The RS line for Zscaler stock is off the February peak but is at a three-month high.

CrowdStrike Stock

CrowdStrike, another cybersecurity play with a similar chart to ZS, jumped 6.85% to 228.60, breaking past resistance right around 227. CRWD stock was actionable from a short trend line break; again, much like ZS stock. The official buy for CRWD stock is 251.38.

Adobe Stock

Adobe stock rose just over 4% to 535.52, a record close and clearing a 525.54 early entry in a nine-month consolidation. ADBE stock is 5.8% above its 10-week line, which can be an attractive buying area for Long-Term Leaders. But, Adobe earnings are due June 17, giving new investors little time build a cushion in ADBE stock.

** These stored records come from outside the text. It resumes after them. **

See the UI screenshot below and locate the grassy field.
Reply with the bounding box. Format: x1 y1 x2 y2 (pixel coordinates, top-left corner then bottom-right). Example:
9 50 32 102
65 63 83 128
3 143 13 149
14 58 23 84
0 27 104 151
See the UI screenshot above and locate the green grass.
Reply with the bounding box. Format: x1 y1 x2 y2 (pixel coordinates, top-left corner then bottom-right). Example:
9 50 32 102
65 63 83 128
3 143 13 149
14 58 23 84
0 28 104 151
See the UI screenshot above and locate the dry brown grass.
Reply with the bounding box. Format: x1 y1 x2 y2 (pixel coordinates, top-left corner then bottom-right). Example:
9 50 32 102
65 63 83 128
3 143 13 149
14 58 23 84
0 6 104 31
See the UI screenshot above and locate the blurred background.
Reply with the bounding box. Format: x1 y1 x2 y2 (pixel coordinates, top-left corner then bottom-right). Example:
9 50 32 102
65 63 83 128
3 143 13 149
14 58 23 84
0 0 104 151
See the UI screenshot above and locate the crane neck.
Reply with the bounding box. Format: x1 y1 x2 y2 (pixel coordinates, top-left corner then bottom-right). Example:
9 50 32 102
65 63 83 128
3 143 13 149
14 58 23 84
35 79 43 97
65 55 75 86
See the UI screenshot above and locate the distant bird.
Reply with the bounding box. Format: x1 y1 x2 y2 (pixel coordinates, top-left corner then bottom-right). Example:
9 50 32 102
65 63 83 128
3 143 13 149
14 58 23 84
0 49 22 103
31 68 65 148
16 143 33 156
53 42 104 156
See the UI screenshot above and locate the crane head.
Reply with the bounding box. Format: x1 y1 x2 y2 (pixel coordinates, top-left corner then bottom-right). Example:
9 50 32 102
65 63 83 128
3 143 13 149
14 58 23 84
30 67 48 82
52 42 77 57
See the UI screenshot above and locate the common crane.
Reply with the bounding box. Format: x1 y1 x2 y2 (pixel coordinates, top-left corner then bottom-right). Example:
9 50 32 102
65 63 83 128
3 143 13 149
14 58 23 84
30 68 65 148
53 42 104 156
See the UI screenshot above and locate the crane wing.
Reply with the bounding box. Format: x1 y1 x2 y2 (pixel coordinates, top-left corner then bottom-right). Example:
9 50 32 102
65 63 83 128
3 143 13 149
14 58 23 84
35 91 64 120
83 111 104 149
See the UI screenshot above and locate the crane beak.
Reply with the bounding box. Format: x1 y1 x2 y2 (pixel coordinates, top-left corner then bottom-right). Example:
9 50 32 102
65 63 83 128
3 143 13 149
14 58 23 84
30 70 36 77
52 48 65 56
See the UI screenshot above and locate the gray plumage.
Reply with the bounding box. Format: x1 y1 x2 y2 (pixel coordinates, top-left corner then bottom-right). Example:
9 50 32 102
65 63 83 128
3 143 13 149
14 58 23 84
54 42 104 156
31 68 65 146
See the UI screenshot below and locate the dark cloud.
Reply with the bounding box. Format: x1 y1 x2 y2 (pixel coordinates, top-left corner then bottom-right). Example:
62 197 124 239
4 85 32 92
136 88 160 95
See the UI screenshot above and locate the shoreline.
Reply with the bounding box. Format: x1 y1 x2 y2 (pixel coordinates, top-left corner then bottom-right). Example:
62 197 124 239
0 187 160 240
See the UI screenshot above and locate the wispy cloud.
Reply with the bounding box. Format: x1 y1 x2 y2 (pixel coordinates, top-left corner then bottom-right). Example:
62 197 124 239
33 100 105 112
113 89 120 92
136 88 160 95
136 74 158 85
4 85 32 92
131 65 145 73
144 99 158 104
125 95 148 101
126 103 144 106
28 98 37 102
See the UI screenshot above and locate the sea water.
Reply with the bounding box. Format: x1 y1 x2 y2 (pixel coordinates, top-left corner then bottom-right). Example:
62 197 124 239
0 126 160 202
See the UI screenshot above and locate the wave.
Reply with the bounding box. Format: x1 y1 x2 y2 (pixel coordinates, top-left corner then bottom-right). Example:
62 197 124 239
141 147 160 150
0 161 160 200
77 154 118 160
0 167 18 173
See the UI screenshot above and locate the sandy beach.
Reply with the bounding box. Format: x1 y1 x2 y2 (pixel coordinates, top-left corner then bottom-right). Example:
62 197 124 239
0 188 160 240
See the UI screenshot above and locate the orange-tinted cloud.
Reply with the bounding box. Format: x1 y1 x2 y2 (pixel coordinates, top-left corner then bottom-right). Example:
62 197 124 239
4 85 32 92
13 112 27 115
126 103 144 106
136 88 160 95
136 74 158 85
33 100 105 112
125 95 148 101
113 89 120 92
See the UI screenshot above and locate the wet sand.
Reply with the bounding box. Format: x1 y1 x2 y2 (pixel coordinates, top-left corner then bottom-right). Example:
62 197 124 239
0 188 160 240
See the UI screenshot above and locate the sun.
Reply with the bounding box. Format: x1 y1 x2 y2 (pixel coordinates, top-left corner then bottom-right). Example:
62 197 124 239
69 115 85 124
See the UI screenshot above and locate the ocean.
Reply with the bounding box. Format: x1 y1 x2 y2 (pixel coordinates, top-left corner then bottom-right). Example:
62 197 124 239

The RS line for Adobe stock is trending higher again, but has fallen significantly since last September.

Google Stock

Google stock edged up 1.1% to 2,435.13, edging past a 2,431.48 buy point from a flat base. The RS line hit a record high along with GOOGL stock, giving the weekly MarketSmith chart a very bullish blue dot.

GME Stock

GME stock plunged 27% to 220.39. GameStop stock is now down 11% for the week despite rising in the prior three sessions.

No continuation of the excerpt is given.